Неприязнь к новгородцам стала всеобщей. Их всерьёз считали вероотступниками, чуть ли не христопродавцами. Большая толпа кинулась громить опустевший Новгородский двор, но поживиться там было особенно нечем, а запалить, к счастью, не решились, боясь, что огонь вновь может загулять по городу.
Назавтра люди мало-помалу успокоились, даже более того — притихли. Словно опустела Москва. Потянулись дин тревожного ожидания, и уже не такой бесспорной виделась победа, как раньше.
В великокняжеском тереме тоже всё как бы замерло. Мария Ярославна начинала дни молитвой о сыне и о спасении душ христианских от вечной погибели. Вторая проговаривалась без сердца, без трепета.
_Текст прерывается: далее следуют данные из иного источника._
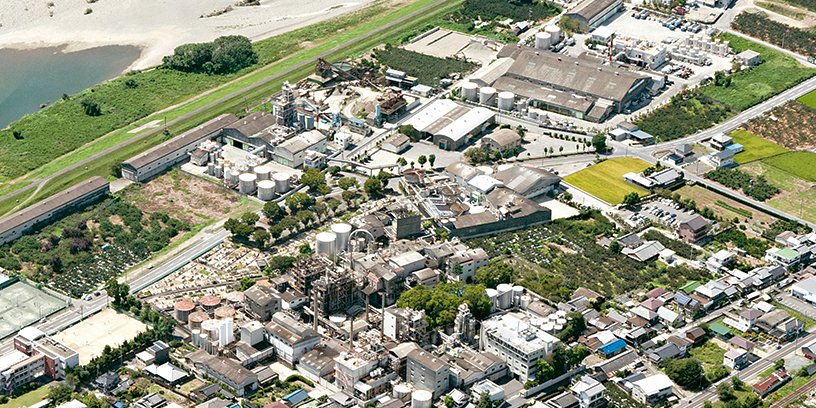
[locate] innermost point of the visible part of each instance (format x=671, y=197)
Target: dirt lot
x=792, y=125
x=705, y=198
x=107, y=327
x=184, y=197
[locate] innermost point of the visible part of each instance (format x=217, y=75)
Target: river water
x=29, y=78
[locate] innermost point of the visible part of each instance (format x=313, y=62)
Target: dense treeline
x=513, y=9
x=683, y=117
x=758, y=25
x=426, y=68
x=224, y=55
x=755, y=187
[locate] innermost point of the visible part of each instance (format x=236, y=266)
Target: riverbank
x=156, y=26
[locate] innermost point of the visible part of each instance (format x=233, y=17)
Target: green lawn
x=709, y=353
x=777, y=73
x=755, y=147
x=605, y=180
x=809, y=99
x=27, y=399
x=801, y=164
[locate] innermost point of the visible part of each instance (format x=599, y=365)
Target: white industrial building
x=520, y=344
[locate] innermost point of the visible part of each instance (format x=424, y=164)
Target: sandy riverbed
x=158, y=26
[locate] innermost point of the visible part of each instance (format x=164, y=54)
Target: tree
x=246, y=283
x=725, y=391
x=544, y=371
x=476, y=155
x=685, y=372
x=261, y=236
x=347, y=182
x=273, y=211
x=631, y=199
x=373, y=187
x=599, y=143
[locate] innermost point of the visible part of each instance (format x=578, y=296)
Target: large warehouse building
x=17, y=224
x=176, y=150
x=581, y=87
x=592, y=13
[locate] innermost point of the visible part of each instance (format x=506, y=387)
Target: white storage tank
x=266, y=190
x=246, y=182
x=505, y=296
x=325, y=242
x=421, y=399
x=263, y=172
x=555, y=34
x=525, y=301
x=343, y=232
x=542, y=40
x=281, y=182
x=493, y=295
x=470, y=91
x=506, y=101
x=486, y=95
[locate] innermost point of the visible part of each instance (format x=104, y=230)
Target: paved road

Во что не веришь, не вложишь сердца, сколь ни молись.
Как не хватало ей сейчас Феодосия, духовной беседы с ним.
Про бывшего митрополита говорили, что стал он самым рьяным монахом Чудова монастыря. Даров не принимает, а если что и берёт, тут же раздаёт нищим да убогим. Не знает иной пищи, кроме хлеба и воды. В келью свою поселил прокажённого и ходит за ним как за дитём малым, без содрогания и брезгливости.
Новый митрополит Филипп не таков. Важный, холёный, надменный с подчинёнными ему, угодливый с великим князем. Власть свою любит превыше всего. А ведь не шибко и умён. Его послания новгородцам Мария Ярославна читала всегда с плохо скрытым раздражением. Сочинял-то, верно, не сам, а дьяки (Бородатый, небось, с Курицыным), но ведь прочитывал, прежде чем подписывать. Вот и вышло, что великий князь с воеводами двинули рати свои, чтобы с окаянной Марфой управиться. Она самая главная виновница. Не много ль одной бабе чести!